Для того, чтобы умилостивить Нагов, им подносят молочные продукты,
благовония санж, особые лекарства в специальные благоприятные дни. *Один
из таких дней - 12 августа, воскресенье. В этот день у нас всех появиться
уникальная возможность умилостивить Нагов!*

*Лама Наванг Реглам имея прямую связь с Нагами* проведет этот необычный
ритуал Лутор -- Подношение Нагам.*

*http://www.karmapa-khenno.ru/articles/1100/ *

*Для подношения необходимо принести: *сметану, кефир, сливочное масло,
чай черный (рассыпной), мед, благовония санж (порошок), мука, подсолнечное
масло.

*Так же лама Наванг передаст во время ритуала лунг на мантру Дзамбала.

Подробно читать на сайте http://www.karmapa-khenno.ru/news/1105/

----------

Osh (11.08.2012)

----------


## Артем Тараненко

Очень странная у него связь, поскольку в воскресенье наги находятся в своих обителях и он должен это знать  :Smilie:  Соответственно ритуал можно проводить, можно не проводить, результат будет один - наги не услышат  :Smilie: )))))))))))

----------

Tashi_Tsering (08.08.2012), Цхултрим Тращи (08.08.2012)

----------


## Кунсанг

В гороскопе есть дни подношения нагам, это также определенные числа лунного месяца, а не только дни недели.
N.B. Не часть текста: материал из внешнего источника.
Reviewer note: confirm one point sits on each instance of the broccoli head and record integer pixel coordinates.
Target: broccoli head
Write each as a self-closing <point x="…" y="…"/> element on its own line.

Вероятно число выпало на воскресенье.

----------

Dechen Zangmo (08.08.2012)

----------


## Tashi_Tsering

> В гороскопе есть дни подношения нагам, это также определенные числа лунного месяца, а не только дни недели. Вероятно число выпало на воскресенье.


В августе дни подношений нагам: 2, 18 и 27-го.

----------

Артем Тараненко (09.08.2012)

----------


## Dechen Zangmo

Сколько календарей, столько мнений. Ламе видней. У него тибетский лунный календарь. Была б другая дата, он бы сказал.

----------

Кунсанг (09.08.2012)

----------


## Кунсанг

> В августе дни подношений нагам: 2, 18 и 27-го.


Дело в том что вообще числа могут и на воскресенье выпасть. 12 августа это какой лунный день? И потом не только может по числам и дням недели делают подношения нагам. Есть еще звезды. Также часы. Может в воскресенье есть один час такой. То есть конечно часы все есть, но может есть благоприятный час, когда наги услышат.

----------


## Джнянаваджра

> Сколько календарей, столько мнений. Ламе видней. У него тибетский лунный календарь. Была б другая дата, он бы сказал.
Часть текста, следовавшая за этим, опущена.